The session opens with §4 decision-A through E pending. The new Claude should NOT default to building anything. The right move is to read the handoff + surface the four decisions + wait for Kevin.

If Kevin gives explicit direction (e.g., "build the Playbook engine first") then the next session writes the M3 plan + the first PR's investigation map and branches off main.
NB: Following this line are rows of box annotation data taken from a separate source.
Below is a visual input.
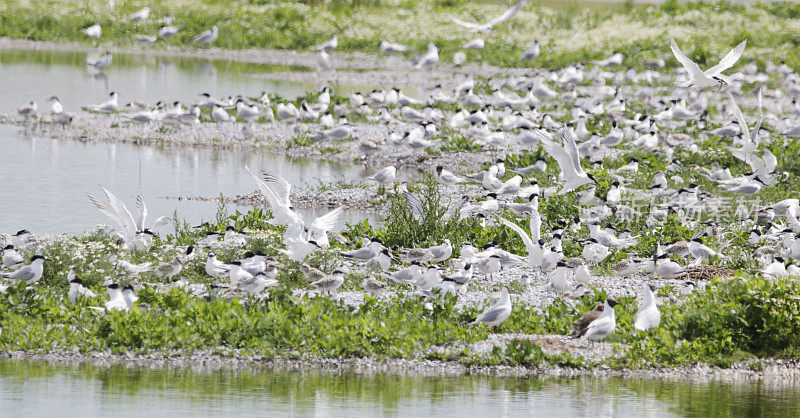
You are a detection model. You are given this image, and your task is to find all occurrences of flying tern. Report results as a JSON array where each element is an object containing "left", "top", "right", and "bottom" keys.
[{"left": 445, "top": 0, "right": 528, "bottom": 32}]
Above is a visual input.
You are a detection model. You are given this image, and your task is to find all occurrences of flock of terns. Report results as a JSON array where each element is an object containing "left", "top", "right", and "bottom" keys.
[{"left": 3, "top": 0, "right": 800, "bottom": 341}]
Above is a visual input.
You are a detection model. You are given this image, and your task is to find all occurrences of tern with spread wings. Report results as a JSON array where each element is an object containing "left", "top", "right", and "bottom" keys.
[
  {"left": 535, "top": 126, "right": 597, "bottom": 194},
  {"left": 445, "top": 0, "right": 528, "bottom": 32},
  {"left": 670, "top": 39, "right": 747, "bottom": 89}
]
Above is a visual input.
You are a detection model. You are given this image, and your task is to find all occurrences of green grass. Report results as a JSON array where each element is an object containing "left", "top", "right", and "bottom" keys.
[{"left": 0, "top": 0, "right": 800, "bottom": 69}]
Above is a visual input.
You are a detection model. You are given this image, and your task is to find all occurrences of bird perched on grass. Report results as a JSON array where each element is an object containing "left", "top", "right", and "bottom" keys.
[
  {"left": 2, "top": 255, "right": 46, "bottom": 285},
  {"left": 470, "top": 286, "right": 511, "bottom": 333},
  {"left": 583, "top": 299, "right": 618, "bottom": 341},
  {"left": 570, "top": 302, "right": 604, "bottom": 338},
  {"left": 633, "top": 283, "right": 661, "bottom": 331}
]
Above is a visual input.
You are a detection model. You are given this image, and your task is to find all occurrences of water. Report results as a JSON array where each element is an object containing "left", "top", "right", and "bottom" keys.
[
  {"left": 0, "top": 125, "right": 376, "bottom": 234},
  {"left": 0, "top": 360, "right": 800, "bottom": 418}
]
6. Memory state at end-of-session

  • MEMORY.md updated — points at this handoff as the M2-close + M3-kickoff entry.
  • project_lq_ai_status.md updated — M2 SHIPPED at v0.2.0 / 8a1b3fc; M3 next.
  • Other memory files (user role, feedback, references) unchanged.

7. Open PRs at handoff time

None. PRs #22–#42 all merged. The release-cycle PRs (#41 DE-283 doc; #42 main merge) closed cleanly.

This branch (handoff/m2-shipped-m3-kickoff) is doc-only and adds this file. After merging it, no open PRs.


8. Loose ends explicitly NOT being carried into M3

  • Per-skill prompt-injection detection rates — PRD §1.9 commits to publishing these; M2 didn't ship them. Tracked at PRD §9 Engineering Discipline subsection. Worth noting on the M3 plan since it's a continuing commitment.
  • OpenSSF Scorecard / Best Practices Badge — Silver tier targeted at M2 release per PRD §1.8. Not yet shipped. Decision: address in M3 or push to M3.x?
  • Mutation testing per release — PRD §1.9 commits to this; M2 release didn't include a mutation score. Tracked at PRD §9. Decision: M3 or later?

These are public commitments the project has made. The honest framing for M3 is to surface them explicitly + decide which to pick up vs leave on the deferred list.


End of handoff. The next session begins at §4 with the five decisions for Kevin.